The latest problem involves groundwater that has built up over the last month, since Tepco started creating the chemical walls in an embankment to stop leaks after it detected radiation spikes in groundwater samples.
Tepco spokesman Yoshikazu Nagai said the company was slow to deal with the underground water problem while focusing on the melted reactors, which pose greater risks.
Measures to contain contaminated underground water leaks have lagged while “we devoted ourselves to cool the reactors,” which was the foremost task, Nagai said.
The plant still runs on makeshift equipment and has been plagued with blackouts and leaks from underground tanks.
Tepco has been repeatedly criticized for delayed handling and disclosures of problems and mishaps.

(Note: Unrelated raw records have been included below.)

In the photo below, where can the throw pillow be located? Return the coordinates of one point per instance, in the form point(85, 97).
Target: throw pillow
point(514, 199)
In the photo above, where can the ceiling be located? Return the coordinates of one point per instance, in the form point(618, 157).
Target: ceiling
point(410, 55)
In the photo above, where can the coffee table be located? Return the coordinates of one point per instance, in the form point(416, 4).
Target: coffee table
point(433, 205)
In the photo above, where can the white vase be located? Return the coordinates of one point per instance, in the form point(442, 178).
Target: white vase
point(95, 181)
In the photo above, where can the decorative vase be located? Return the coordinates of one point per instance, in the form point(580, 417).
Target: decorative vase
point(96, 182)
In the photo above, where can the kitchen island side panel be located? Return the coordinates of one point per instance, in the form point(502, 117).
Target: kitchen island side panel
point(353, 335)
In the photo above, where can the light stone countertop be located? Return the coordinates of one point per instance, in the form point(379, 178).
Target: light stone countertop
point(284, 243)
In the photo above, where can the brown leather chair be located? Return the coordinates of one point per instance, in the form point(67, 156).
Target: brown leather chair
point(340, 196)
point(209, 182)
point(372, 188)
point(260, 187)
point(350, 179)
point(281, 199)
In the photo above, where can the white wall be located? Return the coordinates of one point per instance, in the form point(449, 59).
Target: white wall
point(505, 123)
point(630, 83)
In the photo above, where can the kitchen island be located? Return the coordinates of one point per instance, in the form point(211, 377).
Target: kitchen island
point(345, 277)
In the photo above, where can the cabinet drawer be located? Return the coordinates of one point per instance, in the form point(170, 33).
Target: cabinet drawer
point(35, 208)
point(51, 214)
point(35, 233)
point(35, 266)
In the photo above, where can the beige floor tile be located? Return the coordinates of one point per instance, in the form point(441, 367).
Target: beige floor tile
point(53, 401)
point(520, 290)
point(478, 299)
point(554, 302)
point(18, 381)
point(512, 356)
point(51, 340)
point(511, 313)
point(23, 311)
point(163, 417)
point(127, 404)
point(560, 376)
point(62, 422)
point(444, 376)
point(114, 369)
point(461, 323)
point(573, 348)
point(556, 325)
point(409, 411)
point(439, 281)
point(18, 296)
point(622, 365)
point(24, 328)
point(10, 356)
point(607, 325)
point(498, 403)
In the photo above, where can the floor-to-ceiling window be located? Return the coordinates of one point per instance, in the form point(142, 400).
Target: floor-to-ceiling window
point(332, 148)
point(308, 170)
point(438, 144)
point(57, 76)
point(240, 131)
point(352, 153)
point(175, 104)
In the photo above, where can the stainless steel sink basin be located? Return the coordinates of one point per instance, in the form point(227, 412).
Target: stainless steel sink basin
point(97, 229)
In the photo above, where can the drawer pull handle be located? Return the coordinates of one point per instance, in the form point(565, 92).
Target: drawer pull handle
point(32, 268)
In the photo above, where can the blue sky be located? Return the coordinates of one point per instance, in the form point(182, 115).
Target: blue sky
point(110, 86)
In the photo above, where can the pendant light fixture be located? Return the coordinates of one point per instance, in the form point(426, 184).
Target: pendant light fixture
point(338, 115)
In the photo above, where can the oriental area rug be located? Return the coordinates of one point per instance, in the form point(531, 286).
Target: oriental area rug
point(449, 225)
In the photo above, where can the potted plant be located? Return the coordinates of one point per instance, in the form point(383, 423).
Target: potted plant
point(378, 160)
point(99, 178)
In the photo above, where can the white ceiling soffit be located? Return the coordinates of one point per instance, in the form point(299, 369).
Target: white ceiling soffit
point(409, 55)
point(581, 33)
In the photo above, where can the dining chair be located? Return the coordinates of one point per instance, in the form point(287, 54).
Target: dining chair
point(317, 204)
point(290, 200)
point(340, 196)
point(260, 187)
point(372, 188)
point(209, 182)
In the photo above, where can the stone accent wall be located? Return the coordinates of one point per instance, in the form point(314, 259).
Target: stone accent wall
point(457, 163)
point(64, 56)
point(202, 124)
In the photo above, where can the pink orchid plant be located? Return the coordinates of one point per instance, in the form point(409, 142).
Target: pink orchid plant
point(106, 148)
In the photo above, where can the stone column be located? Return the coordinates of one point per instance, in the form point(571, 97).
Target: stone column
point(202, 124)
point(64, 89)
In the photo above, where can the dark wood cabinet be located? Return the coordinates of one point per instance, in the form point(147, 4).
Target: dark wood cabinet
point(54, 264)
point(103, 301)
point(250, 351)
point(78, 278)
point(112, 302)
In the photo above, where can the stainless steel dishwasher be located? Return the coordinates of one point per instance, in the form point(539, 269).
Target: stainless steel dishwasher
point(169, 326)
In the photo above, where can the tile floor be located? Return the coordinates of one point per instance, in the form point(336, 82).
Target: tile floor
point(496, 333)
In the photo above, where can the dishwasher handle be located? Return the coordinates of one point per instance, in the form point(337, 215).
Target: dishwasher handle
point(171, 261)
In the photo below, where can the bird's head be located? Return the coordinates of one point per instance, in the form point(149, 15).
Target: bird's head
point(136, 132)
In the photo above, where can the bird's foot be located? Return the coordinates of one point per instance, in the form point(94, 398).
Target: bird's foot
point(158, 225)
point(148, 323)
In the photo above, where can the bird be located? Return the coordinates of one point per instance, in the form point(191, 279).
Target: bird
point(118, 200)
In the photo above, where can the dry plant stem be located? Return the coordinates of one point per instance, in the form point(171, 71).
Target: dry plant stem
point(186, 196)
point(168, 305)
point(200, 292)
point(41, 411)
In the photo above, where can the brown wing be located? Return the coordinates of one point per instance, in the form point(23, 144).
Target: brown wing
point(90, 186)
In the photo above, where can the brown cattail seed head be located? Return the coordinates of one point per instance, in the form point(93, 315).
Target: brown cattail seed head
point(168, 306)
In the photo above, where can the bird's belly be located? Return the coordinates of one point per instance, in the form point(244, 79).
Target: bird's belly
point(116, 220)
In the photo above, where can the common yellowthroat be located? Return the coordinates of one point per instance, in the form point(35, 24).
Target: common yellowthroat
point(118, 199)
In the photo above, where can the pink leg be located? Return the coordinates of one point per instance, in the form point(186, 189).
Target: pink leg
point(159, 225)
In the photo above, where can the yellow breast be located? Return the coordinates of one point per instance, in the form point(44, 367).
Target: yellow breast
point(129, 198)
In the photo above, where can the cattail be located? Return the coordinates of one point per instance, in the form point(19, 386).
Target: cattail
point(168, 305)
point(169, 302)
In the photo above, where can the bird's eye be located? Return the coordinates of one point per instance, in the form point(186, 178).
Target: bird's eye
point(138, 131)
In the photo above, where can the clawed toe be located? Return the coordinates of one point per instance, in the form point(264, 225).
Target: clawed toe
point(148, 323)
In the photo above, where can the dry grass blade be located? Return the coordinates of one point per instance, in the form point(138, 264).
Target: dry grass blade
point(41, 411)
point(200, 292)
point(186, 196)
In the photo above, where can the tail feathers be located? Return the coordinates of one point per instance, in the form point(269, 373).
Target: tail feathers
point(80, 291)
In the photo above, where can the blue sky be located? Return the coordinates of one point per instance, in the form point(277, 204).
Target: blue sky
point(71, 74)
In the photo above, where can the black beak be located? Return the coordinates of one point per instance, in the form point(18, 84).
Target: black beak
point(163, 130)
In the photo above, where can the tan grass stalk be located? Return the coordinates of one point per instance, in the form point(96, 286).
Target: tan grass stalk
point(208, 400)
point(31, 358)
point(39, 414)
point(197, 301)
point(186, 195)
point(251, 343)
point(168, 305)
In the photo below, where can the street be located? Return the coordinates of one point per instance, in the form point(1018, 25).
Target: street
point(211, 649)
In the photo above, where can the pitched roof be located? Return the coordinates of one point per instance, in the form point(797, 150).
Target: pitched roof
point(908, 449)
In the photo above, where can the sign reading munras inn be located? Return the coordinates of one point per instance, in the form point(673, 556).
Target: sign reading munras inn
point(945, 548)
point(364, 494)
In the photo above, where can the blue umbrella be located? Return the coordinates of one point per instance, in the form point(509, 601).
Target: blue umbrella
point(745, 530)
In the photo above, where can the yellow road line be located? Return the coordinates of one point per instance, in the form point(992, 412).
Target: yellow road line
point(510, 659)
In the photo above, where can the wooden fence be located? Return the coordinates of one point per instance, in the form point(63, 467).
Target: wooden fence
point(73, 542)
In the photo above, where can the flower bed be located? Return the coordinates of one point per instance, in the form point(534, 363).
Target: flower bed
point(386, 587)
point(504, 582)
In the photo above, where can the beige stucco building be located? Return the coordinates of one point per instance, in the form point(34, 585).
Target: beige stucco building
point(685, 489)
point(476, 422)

The Nuclear Regulation Authority set up a special panel with Tepco and met Friday to assess the water problem and discuss measures to resolve it. Watchdog officials have urged Tepco to pump the contaminated water inland and expand underground and seawater sampling. The utility is also building more layers of chemical walls around the embankment.
Officials acknowledged last month for the first time that the plant has been leaking radioactive water into the ocean for some time. After a major leak a month after the meltdowns, Tepco said it had contained the problem, and denied further underground leaks into the ocean until recently, though many experts have suspected that from early on.
Data provided by Tepco showed underground water at coastal monitoring points has risen over the chemical wall, obviously leaking into the sea.